Hybrid Machine Learning-Neuromusculoskeletal Modeling for Control of Lower Limb Prosthetics

Objective: Current limitations in Electromyography (EMG)-driven Neuromusculoskeletal (NMS) modeling for control of wearable robotics are the requirement of both Motion Capture for both an indoor system and numerous EMG electrodes. These limitations make the technology unsuitable for amputees with only proximal muscles, who need optimal prosthetic device control during everyday activities. Therefore, we developed a novel Machine Learning (ML)driven NMS model able to predict lower limb joint torque only from wearable sensors than can be embedded in a prosthetic device.
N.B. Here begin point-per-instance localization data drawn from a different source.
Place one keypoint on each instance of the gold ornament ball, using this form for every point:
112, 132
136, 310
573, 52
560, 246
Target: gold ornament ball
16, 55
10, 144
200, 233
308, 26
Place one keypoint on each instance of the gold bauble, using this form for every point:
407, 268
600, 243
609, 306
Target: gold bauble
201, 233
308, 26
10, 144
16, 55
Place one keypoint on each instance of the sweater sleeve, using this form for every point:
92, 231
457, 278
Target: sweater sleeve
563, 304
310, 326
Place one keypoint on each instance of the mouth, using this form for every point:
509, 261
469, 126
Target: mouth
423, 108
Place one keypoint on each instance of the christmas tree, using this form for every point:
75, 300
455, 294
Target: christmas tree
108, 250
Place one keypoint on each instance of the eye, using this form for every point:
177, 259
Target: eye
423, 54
Methods: After the NMS model calibration of a single healthy subject (OpenSim® software and Calibrated EMGInformed Neuromusculoskeletal Modelling CEINMS Toolbox), an additional ML layer (Gaussian Mixture Regressors) was added to the model to replace the MoCap-derived dependent variables with estimations obtained only from wearable sensors. An on-line open-loop Forward Dynamic (FD) simulation of the knee joint is computed and torque trajectories are compared to experimental ones. Results: Estimations of the novel ML-driven Musculoskeletal model were comparable with experimental knee joint torque during typical locomotion tasks. Accuracy results were comparable to standard EMG-driven MS models and errors are below the threshold of Normalized Root Mean Square Deviation < 0.30 recognized in literature. Conclusions: We developed the first concept of completely wearable and subject-specific EMG-driven NMS model control for lower limb prostheses. The possibility to use this NMS model for FD simulations and the estimation of torque reference control avoids the use of current heuristic and overly complex standard controllers for lower limb prostheses. This research, in fact, represents a key step for the definition of a novel human-machine interface able to create a seamless interconnection between human native control and future wearable robotics.